ASSOMPTION DE MARIE

– 15 août –

Marie, PARFAITE IMAGE DE L'ÉGLISE

Nous honorons aujourd’hui la très Sainte Vierge Marie sous le titre le plus récent qu’on lui ait décerné dans le domaine de la Foi, à savoir qu’elle a été élevée à la gloire du Ciel en son corps et en son âme, au terme de sa vie terrestre. L’expression est reprise dans la Prière du jour. Quelques indications historiques vont ici précéder notre petit commentaire sur les lectures de la fête.

C’est le 1er novembre 1950 que le pape Pie XII a proclamé ce dogme. Cette date “tardive” ne veut pas dire que l’Assomption de Marie n’ait pas été évoquée auparavant. Il en a été du dogme de l’Assomption comme de celui de l’Immaculée Conception : maints auteurs en ont parlé, depuis très longtemps, c’étaient des vérités sous-jacentes, des croyances affirmées parfois même avec force par certains, et qui aussi générèrent quelques polémiques entre théologiens de renom. Mais l’Église en son autorité ne jugeait pas encore à propos de reconnaître ces vérités comme dogmatiques, et ce d’autant plus que, à strictement parler, la Sainte Écriture n’en parle pas.

La raison fondamentale pour laquelle l’Écriture ne nous donne aucune indication sur la vie proprement dite de Marie, est que l’œuvre rédemptrice du salut se concentre essentiellement dans le message de Jésus-Christ, centre de la Révélation, et que les “détails” historiques entourant cette Bonne Nouvelle n’avaient pas à être consignés dans le Dépôt Sacré : ils étaient transmis oralement, formant ainsi la première Tradition orale, une tradition parfois un peu déformée, mais dont les diverses expressions se font l’écho fidèle d’un héritage commun, solide et constamment confirmé.

C’est ainsi que s’est transmis ce fait tout-à-fait exceptionnel pour une créature humaine, du “passage”, transitus, de Marie. Le corps de la Mère de Jésus n’aurait pas connu la corruption qui est le sort de tout corps humain après la mort.
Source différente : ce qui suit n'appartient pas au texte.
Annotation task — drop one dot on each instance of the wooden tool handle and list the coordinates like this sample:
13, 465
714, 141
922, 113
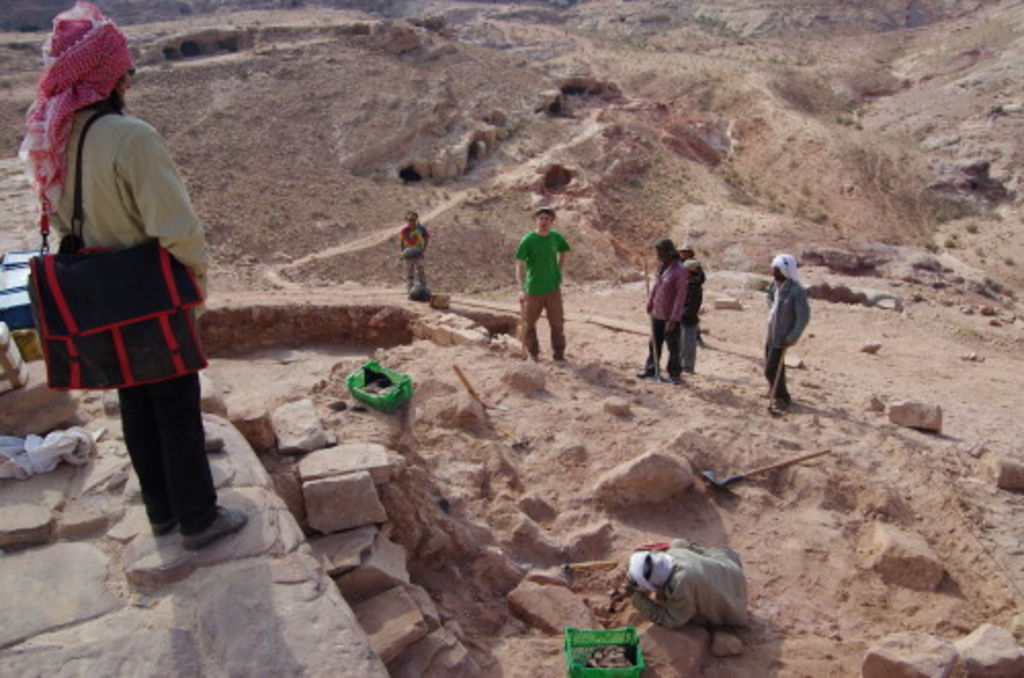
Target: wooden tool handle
772, 467
465, 382
590, 563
La mort elle-même de Marie fut mise en discussion : Marie est-elle morte ou bien est-elle passée directement de la terre au ciel, comme fut enlevé au ciel le prophète Elie ? Sur la Dormition de Marie, l’encyclique du pape Pie XII ne veut rien affirmer de décisif. Toutefois, il est plus que légitime de penser que Marie ait suivi de façon intégrale les traces de son divin Fils ; et de même que Jésus est mort et ressuscité, comme nous l’affirmons dans notre Credo, de même Marie est certainement morte à cette vie humaine, juste avant d’être portée corps et âme au ciel.
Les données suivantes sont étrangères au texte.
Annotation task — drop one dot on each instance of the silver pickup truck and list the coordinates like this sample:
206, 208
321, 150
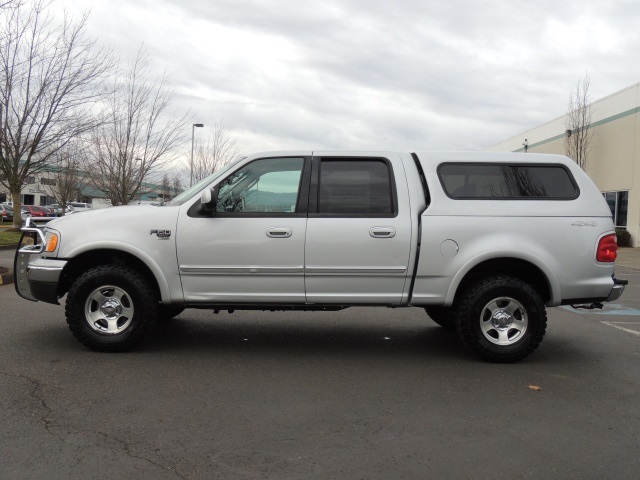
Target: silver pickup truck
482, 241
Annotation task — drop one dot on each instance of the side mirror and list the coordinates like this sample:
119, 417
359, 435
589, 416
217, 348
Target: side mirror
209, 199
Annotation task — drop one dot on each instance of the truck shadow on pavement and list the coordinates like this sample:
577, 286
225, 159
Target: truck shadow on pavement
295, 337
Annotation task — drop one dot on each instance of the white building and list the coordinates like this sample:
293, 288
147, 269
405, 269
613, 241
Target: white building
613, 162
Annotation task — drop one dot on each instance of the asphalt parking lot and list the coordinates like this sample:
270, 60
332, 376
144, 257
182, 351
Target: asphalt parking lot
362, 393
Quant à la date choisie pour cet événement, elle était celle d’une fête mariale déjà existante à Jérusalem comme Mémoire de la Mère de Dieu. Un texte affirme même que Marie mourut le jour de Noël… Une fête de Noël en plein mois d’août expliquerait mieux que les bergers dormaient en pleine campagne au moment où les Anges leur annoncèrent la naissance du Christ. 

Maintenant, si en France cette fête est chômée, on le doit indirectement à l’empereur qui avait établi au 15 août une fête de saint Napoléon, martyr, évidemment chômée. Fort heureusement la fête reprit son nom… et resta chômée.

En marge de ces considérations historiques, nous avons plutôt à répondre à cette question : quel sens a pour nous cette fête ? Quel message devons-nous en retirer pour le proclamer à notre tour ?

En Marie, nous reconnaissons l’acceptation totale de l’Évangile, la fidélité totale à l’appel du Christ, beaucoup plus encore que son rang exceptionnel de Mère du Sauveur. C’est ce que nous enseigne Jésus dans le petit extrait de l’Évangile qui est proposé pour la messe du soir de cette fête de l’Assomption : Heureux, dit une femme dans la foule, le ventre qui t’a porté et les seins que tu as sucés (c’est le texte exact de l’Évangile), à quoi Jésus répond : Bien plus heureux ceux qui écoutent la Parole de Dieu et qui la gardent.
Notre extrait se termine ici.